Abuhammad Areej, Lowe Edward D, McDonough Michael A, Shaw Stewart Patrick D, Kolek Stefan A, Sim Edith, Garman Elspeth F
Department of Pharmacology, University of Oxford, Mansfield Road, Oxford OX1 3QT, England.
Acta Crystallogr D Biol Crystallogr. 2013 Aug;69(Pt 8):1433-46. doi: 10.1107/S0907444913015126. Epub 2013 Jul 17.

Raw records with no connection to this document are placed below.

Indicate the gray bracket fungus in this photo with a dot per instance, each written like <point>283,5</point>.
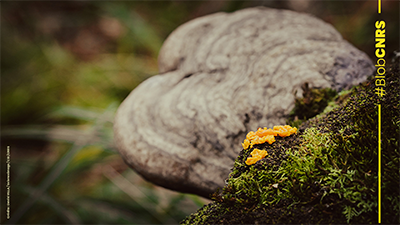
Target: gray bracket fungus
<point>221,76</point>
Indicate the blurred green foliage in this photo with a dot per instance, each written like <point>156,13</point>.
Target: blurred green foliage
<point>66,66</point>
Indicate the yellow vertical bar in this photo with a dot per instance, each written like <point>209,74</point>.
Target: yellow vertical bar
<point>379,6</point>
<point>379,163</point>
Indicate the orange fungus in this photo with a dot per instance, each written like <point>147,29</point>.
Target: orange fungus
<point>264,135</point>
<point>256,155</point>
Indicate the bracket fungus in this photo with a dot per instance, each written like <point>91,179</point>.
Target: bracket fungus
<point>222,75</point>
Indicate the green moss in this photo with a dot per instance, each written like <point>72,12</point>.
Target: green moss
<point>325,174</point>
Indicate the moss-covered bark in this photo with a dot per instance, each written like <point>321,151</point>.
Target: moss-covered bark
<point>327,173</point>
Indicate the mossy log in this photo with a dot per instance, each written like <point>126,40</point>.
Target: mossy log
<point>220,76</point>
<point>325,174</point>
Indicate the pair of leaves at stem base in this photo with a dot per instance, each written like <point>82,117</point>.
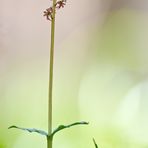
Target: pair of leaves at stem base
<point>59,128</point>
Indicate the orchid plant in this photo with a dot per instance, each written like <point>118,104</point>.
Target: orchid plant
<point>49,13</point>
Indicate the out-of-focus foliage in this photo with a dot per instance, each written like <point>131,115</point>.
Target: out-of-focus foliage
<point>100,74</point>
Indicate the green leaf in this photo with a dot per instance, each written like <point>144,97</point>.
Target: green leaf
<point>96,146</point>
<point>41,132</point>
<point>61,127</point>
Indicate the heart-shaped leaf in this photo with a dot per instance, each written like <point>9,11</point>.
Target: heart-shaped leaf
<point>41,132</point>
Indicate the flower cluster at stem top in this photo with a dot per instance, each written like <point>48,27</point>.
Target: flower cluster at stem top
<point>48,13</point>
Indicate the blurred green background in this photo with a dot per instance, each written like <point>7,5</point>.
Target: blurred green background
<point>100,73</point>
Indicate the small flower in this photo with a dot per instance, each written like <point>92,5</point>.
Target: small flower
<point>48,13</point>
<point>60,4</point>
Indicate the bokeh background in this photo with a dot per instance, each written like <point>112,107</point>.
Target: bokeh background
<point>100,73</point>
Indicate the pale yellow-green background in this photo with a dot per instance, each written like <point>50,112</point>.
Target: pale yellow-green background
<point>100,73</point>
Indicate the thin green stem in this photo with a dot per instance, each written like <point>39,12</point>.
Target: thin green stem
<point>49,140</point>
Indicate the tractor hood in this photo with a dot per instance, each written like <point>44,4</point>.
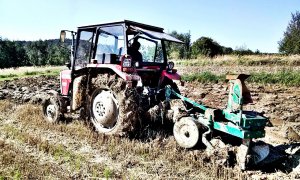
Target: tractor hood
<point>156,35</point>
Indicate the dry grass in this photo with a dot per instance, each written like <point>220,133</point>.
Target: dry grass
<point>10,73</point>
<point>158,158</point>
<point>247,60</point>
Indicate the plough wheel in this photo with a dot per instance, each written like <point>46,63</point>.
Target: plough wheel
<point>186,132</point>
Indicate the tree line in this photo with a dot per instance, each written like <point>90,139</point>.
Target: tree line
<point>32,53</point>
<point>50,52</point>
<point>203,46</point>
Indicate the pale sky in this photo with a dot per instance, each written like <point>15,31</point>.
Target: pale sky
<point>254,24</point>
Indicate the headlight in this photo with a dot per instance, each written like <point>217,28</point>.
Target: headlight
<point>170,65</point>
<point>126,62</point>
<point>137,64</point>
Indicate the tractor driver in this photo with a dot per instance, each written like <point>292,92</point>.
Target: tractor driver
<point>133,51</point>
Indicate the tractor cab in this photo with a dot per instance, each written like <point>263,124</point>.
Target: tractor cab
<point>113,46</point>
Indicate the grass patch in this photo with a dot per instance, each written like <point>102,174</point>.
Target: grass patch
<point>204,77</point>
<point>247,60</point>
<point>284,77</point>
<point>11,73</point>
<point>288,78</point>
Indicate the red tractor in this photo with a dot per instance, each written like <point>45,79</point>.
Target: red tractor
<point>117,72</point>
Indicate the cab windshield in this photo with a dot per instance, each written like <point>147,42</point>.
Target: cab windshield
<point>150,49</point>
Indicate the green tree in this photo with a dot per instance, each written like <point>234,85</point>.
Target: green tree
<point>290,44</point>
<point>207,47</point>
<point>12,54</point>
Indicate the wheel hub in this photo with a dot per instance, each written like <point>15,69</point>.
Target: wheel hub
<point>105,109</point>
<point>50,111</point>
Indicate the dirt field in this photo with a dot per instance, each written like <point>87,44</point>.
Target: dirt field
<point>32,148</point>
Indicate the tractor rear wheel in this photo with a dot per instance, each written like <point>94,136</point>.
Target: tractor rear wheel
<point>113,106</point>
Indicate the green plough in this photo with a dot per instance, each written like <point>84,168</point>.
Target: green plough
<point>191,118</point>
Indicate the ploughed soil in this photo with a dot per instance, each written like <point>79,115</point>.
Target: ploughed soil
<point>32,148</point>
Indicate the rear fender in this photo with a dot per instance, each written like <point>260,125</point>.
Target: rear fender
<point>170,75</point>
<point>117,69</point>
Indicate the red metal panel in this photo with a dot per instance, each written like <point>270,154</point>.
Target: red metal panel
<point>65,80</point>
<point>173,76</point>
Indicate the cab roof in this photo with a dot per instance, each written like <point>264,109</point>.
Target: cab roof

Arylamine N-acetyltransferase from Mycobacterium tuberculosis (TBNAT) plays an important role in the intracellular survival of the microorganism inside macrophages. Medicinal chemistry efforts to optimize inhibitors of the TBNAT enzyme have been hampered by the lack of a three-dimensional structure of the enzyme. In this paper, the first structure of TBNAT, determined using a lone crystal produced using cross-seeding with the homologous protein from M. marinum, is reported. Despite the similarity between the two enzymes (74% sequence identity), they show distinct physical and biochemical characteristics. The structure elegantly reveals the characteristic features of the protein surface as well as details of the active site of TBNAT relevant to drug-discovery efforts. The crystallographic analysis of the diffraction data presented many challenges, since the crystal was twinned and the habit possessed pseudo-translational symmetry.

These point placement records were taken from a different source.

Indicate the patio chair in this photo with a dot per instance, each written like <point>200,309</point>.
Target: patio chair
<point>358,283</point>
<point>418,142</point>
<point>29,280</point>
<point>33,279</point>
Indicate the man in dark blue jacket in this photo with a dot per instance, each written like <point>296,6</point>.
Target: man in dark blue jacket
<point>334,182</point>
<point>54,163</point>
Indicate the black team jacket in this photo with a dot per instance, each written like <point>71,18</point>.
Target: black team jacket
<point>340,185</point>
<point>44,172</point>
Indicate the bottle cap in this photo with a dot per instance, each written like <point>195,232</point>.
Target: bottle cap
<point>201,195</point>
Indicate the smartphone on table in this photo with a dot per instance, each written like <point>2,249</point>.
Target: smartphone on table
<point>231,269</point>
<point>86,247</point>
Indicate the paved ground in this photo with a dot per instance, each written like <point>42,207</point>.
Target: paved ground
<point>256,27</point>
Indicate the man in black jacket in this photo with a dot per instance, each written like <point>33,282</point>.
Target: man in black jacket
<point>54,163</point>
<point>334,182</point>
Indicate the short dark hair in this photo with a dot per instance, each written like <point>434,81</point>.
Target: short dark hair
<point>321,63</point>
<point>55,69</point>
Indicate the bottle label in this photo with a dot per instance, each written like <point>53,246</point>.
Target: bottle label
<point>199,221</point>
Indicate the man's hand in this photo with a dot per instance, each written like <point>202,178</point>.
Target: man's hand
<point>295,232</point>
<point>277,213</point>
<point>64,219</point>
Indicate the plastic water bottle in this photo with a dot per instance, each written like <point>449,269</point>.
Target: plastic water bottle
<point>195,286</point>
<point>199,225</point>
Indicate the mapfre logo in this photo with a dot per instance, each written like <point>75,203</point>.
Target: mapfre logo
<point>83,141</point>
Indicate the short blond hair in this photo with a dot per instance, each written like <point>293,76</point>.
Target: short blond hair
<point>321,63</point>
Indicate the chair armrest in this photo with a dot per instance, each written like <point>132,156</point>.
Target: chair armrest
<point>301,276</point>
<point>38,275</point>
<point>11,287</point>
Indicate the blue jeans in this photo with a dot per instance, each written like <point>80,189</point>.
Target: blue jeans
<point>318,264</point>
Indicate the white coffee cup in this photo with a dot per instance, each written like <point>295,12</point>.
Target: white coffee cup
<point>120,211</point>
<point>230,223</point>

结核分枝杆菌芳胺 N - 乙酰基转移酶(TBNAT)在巨噬细胞内微生物的细胞内存活中起重要作用。由于缺乏该酶的三维结构,优化 TBNAT 酶抑制剂的药物化学研究受到阻碍。本文报道了通过与海分枝杆菌同源蛋白交叉接种产生的单晶体确定的 TBNAT 的首个结构。尽管这两种酶之间存在相似性(序列同一性为 74%),但它们表现出不同的物理和生化特性。该结构巧妙地揭示了蛋白质表面的特征以及与药物发现工作相关的 TBNAT 活性位点的细节。由于晶体存在孪晶且晶习具有伪平移对称性,对衍射数据的晶体学分析面临诸多挑战。